I open my eyes to see my Andy asleep and sitting in the chair next to my bed, I look at her and I smile a little when I realize it's over. Peter and his bullshit is all over.

I understood his pain in ways he will never understand. I lost the love of my life and I went into a mental breakdown like Andy was my drug and if I didn't have her in my system then I would die and go insane. I did go insane, I kept thinking about what she was doing, was she asleep or awake, where she was or who she was fucking and who did I have to kill just for touching her.

It's like I was a stalker and I didn't like it. Yes, I care about my Andy baby but I would kill her like 'If I can't have her, no one can' but I understood him. Andy's rape and everything that went down at that cabin...is 100% my fault.

I sit up a little as I start to think about what I done in the past that has or will affect me or Andy in the present.

"What are you thinking about?" My attention snapped over to Andy as she was now sitting up with her voice soft and her eyes open.

I smile at her and she gives me a soft smile back.

"Things, and I see you're finally awake" I tell her and she nodded her head.

"After you were shot in the arm, the boys drove you here since nobody had any real experience with getting a bullet out and then knowing what to do next. Thank you."

"For what? Getting shot?" I asked and she shook her head no.

"For saving my life. Peter could of done something but you came through, you know one day it's going to be me saving your ass instead of the other way around" she says and I roll my eyes.

"I'll believe it when I see it" I said. "What about Peter and Tyler?" I asked.

She smiled and got up from the chair to sit next to me on my bed. I wrap my arms around her and hugged her carefully since I was shot in my right arm.

She whispered in my ear. "He's dead but so is Tyler" she says sadly when it's Tyler's name and kisses my earlobe. "Thank you."

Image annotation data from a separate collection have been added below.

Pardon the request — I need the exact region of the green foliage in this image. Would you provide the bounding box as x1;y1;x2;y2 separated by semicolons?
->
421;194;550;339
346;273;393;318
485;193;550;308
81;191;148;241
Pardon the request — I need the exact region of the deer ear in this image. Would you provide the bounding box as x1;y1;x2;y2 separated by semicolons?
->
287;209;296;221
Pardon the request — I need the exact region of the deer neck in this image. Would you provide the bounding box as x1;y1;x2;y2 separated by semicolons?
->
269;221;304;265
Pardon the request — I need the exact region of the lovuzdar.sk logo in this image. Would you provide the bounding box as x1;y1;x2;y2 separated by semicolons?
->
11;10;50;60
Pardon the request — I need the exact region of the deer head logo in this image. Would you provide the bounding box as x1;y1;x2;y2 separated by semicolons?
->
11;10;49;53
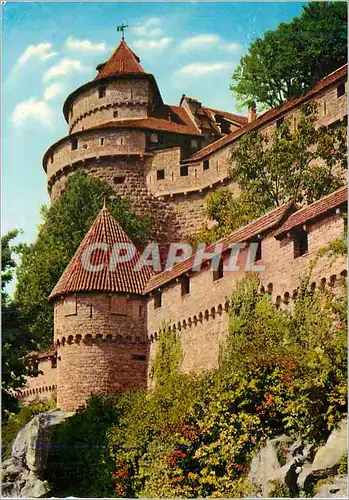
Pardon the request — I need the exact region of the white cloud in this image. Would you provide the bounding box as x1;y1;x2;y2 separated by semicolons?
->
180;35;220;49
44;83;64;101
43;58;87;82
179;63;228;77
11;97;53;128
133;37;172;51
65;36;107;53
179;34;241;52
16;43;57;66
132;17;162;37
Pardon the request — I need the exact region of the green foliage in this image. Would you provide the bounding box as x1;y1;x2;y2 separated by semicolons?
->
40;275;347;498
15;172;150;348
1;230;37;419
1;400;56;460
230;2;347;107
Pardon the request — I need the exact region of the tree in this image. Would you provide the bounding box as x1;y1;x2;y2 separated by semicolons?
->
1;230;37;418
189;103;347;243
230;2;347;107
15;172;150;348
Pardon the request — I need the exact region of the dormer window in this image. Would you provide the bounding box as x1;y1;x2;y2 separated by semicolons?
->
293;229;308;259
98;85;107;99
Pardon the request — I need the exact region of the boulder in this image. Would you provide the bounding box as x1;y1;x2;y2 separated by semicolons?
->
1;410;72;498
314;475;348;498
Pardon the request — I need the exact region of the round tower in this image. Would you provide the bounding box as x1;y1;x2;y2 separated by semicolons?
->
50;208;152;411
43;36;201;243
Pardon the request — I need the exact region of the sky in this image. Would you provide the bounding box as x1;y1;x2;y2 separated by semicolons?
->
2;2;302;250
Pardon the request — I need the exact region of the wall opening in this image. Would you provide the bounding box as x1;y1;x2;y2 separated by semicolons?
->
293;229;308;259
156;168;165;181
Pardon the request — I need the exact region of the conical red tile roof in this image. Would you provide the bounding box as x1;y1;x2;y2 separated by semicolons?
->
95;40;146;80
49;207;154;300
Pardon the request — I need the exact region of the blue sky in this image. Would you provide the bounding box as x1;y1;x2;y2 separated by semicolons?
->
2;2;302;248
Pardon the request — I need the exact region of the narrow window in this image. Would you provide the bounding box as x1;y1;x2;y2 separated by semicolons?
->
276;117;284;128
213;259;224;281
154;290;162;309
180;165;189;177
293;229;308;259
98;85;106;99
181;276;190;295
156;168;165;181
337;82;345;99
132;354;146;361
254;241;262;262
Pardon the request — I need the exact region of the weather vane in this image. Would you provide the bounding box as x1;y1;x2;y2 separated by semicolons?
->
116;23;129;40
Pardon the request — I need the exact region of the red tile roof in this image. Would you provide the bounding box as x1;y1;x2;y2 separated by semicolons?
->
275;186;348;237
49;208;153;300
183;64;348;163
95;40;145;80
144;200;296;293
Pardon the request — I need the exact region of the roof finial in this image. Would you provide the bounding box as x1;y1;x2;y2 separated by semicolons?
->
116;23;129;40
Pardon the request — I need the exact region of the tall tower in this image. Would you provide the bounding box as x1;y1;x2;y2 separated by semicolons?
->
43;40;201;243
49;208;153;411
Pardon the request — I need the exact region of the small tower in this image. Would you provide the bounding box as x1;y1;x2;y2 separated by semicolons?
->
49;207;153;411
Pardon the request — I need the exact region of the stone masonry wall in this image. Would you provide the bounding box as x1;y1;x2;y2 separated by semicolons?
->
147;214;347;386
54;293;148;410
51;157;181;243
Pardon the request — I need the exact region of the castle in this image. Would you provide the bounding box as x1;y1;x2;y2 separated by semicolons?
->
18;40;347;410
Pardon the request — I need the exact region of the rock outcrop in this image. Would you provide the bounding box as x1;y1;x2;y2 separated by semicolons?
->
1;410;72;498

"Don't thank me" I tell her and she pulled away confused.

"Why? I'm still alive right? It's because of you baby" she tells me softly.

"No it's not. Everything you went through at the cabin with the blowjobs, the rape and abuse...it was my fault-."

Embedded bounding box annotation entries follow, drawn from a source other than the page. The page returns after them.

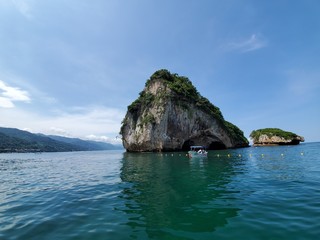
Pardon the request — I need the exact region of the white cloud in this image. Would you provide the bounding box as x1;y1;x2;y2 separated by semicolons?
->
0;106;125;143
225;34;267;53
0;80;30;108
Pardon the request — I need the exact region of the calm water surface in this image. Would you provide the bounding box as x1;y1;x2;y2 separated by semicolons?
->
0;143;320;240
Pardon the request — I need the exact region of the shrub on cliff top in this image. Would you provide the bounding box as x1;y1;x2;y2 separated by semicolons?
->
145;69;224;121
250;128;297;141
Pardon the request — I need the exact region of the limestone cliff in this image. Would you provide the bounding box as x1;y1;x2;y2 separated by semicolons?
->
120;70;248;152
250;128;304;146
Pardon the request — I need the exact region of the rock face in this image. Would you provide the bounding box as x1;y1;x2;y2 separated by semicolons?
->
120;70;248;152
250;128;304;146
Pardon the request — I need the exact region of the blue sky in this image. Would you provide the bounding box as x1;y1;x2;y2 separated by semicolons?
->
0;0;320;142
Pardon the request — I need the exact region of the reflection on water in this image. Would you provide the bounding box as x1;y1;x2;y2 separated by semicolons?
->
121;153;240;237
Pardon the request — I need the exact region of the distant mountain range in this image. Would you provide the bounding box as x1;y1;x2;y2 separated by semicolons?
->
0;127;123;152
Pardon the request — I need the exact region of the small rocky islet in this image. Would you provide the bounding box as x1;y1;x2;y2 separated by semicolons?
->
120;69;249;152
250;128;304;146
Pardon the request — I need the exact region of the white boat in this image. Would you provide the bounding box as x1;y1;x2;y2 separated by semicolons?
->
188;146;208;158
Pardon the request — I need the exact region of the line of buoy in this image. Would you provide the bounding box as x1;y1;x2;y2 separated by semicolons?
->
161;152;304;158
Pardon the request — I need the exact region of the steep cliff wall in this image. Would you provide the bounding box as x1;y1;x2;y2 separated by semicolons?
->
121;70;248;152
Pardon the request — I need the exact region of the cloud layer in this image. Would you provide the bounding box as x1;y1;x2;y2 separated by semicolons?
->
0;80;31;108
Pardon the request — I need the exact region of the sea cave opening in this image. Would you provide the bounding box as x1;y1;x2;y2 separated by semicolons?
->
208;142;227;150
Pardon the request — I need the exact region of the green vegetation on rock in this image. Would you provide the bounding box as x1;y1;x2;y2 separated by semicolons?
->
250;128;298;142
144;69;224;121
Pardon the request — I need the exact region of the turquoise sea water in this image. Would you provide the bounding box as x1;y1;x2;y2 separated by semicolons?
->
0;143;320;240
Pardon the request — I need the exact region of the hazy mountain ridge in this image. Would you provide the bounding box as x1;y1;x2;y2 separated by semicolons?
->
0;127;121;152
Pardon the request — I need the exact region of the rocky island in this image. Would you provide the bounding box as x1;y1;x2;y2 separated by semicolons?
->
250;128;304;146
120;69;249;152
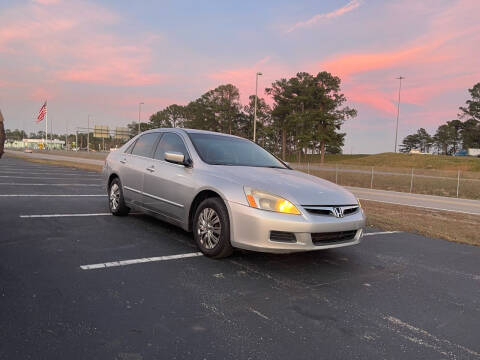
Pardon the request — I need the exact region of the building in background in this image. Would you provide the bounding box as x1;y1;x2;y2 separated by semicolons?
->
5;139;65;150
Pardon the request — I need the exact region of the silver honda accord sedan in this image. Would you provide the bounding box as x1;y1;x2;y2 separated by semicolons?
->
103;128;365;258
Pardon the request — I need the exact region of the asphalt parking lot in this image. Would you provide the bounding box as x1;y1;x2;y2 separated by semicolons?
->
0;157;480;360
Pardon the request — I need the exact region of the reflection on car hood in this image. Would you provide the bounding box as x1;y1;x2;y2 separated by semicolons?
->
211;165;357;205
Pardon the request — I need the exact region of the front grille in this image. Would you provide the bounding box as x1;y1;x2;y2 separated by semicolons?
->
306;208;332;215
270;231;297;243
311;230;357;245
303;205;360;217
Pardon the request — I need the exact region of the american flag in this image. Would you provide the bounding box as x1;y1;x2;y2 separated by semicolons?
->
37;101;47;122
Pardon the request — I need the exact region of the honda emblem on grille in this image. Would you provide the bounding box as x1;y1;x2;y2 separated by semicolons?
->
332;207;343;218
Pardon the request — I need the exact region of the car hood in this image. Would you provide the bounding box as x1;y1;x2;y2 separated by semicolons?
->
208;165;357;205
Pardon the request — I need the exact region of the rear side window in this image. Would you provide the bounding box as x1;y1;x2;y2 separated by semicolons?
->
124;141;137;154
154;133;189;160
132;133;159;157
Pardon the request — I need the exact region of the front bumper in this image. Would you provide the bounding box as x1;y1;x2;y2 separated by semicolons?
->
228;202;365;253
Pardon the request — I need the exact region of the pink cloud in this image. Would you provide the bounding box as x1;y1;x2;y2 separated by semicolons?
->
33;0;61;5
0;0;165;86
287;0;361;33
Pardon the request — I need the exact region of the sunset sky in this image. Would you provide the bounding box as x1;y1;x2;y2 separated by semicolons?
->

"You didn't do that to me baby, it was Peter" she tells me.

"No it wasn't. A year ago, I fucked his fiancée Karen and he wanted revenge, he did those things to you to get back at me for revenge since he kill Karen by stabbing her to death, you were never the target baby, you were my weak spot and he knew about it, you got caught in all of the bullshit just because of me" I look at her. She's probably pissed.

Andrea hugged me tighter and I'm confused by her actions.

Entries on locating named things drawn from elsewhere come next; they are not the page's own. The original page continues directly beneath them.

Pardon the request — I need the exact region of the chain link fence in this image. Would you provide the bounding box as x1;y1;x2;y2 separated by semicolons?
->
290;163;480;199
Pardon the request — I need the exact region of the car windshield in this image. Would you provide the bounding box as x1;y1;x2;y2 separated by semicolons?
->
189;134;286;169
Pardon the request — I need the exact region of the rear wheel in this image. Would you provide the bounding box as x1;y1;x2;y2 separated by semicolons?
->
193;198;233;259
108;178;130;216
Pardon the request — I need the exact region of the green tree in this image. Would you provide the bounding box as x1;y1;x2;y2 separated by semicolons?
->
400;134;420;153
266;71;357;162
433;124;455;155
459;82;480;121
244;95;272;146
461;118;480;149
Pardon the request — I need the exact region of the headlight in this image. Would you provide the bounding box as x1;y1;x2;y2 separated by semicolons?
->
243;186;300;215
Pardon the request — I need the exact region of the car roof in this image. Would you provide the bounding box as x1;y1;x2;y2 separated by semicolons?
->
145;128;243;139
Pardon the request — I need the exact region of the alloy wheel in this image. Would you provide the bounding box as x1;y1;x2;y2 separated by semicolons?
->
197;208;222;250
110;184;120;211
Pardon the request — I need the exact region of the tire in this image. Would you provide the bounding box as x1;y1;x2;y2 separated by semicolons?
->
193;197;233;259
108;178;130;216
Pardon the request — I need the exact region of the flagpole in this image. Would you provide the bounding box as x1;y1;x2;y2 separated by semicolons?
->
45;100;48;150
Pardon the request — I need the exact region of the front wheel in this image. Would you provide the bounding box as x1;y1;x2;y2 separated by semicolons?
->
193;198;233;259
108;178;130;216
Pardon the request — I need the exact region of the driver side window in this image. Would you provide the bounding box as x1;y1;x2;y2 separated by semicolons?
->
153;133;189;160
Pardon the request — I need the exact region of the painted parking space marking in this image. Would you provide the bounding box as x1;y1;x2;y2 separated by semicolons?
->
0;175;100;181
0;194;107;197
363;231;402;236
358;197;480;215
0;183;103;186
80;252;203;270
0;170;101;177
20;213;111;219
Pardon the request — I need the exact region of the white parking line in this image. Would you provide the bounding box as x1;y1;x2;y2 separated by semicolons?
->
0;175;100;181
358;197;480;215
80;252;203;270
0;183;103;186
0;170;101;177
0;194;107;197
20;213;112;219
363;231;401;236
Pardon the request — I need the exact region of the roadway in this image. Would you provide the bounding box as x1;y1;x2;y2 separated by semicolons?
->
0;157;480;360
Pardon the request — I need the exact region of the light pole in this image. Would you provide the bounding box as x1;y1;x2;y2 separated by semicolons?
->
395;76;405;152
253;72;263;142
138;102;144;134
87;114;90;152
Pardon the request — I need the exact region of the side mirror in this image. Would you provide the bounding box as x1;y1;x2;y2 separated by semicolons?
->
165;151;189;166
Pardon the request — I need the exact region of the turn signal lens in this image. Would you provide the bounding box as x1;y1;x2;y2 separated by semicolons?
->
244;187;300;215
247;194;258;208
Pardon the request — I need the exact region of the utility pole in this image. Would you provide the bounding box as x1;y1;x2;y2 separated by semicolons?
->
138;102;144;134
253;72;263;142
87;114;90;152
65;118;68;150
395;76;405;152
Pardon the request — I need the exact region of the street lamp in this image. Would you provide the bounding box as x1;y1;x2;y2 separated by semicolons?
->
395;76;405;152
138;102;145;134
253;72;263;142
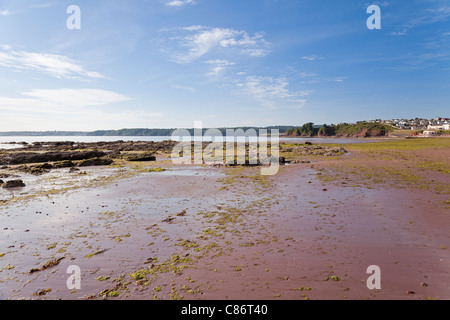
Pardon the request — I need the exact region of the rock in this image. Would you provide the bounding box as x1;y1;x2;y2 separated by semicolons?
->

"You didn't do shit to me baby, it was Peter and my uncle-."

"But I-."

"My uncle was after me since he was kicked out and Peter coming into the mix because of some bitch you both fucked with in the past isn't your fault, you're innocent Rowan" she tells me and I shake my head.

"Why aren't you pissed as fuck at me? Peter did that shit to you and he sure as hell made sure I watched."

"I'm not pissed as fuck at you because it's not your fault, I knew my uncle was coming after me and it was going to be the same shit just without the rape, please don't feel bad. You're innocent okay?" She grabbed my face and kissed my lips softly before pulling away.